Step 2: Balance the electrons in the half-reactions. Multiply the copper half-reaction by 3 and the aluminum half-reaction by 2 to balance the electrons exchanged.
Step 3: Combine the balanced half-reactions to write the overall cell reaction. Ensure that the number of electrons lost in the oxidation half-reaction equals the number of electrons gained in the reduction half-reaction.
Step 4: Construct a diagram of the galvanic cell. Use two beakers, one containing the Cu^{2+} solution with a copper wire (cathode) and the other containing the Al^{3+} solution with aluminum foil (anode).

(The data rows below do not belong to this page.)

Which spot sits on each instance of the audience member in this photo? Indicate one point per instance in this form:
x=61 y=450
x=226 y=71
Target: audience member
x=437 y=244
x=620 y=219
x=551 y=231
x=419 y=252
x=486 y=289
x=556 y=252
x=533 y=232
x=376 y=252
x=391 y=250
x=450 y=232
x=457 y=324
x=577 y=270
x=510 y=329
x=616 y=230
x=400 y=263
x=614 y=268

Connect the electrodes with a voltmeter and use bologna as a salt bridge between the solutions.
Step 5: Label the anode and cathode in the diagram. Indicate the direction of electron flow from the anode (Al) to the cathode (Cu) through the external circuit, and the flow of ions through the salt bridge to maintain charge balance.

Key Concepts

Here are the essential concepts you must grasp in order to answer the question correctly.

Electrochemical Cells

Electrochemical cells are devices that convert chemical energy into electrical energy through redox reactions. They consist of two electrodes: the anode, where oxidation occurs, and the cathode, where reduction takes place. In this scenario, the battery is formed using copper and aluminum ions, which will undergo specific half-reactions to generate a flow of electrons, producing electricity.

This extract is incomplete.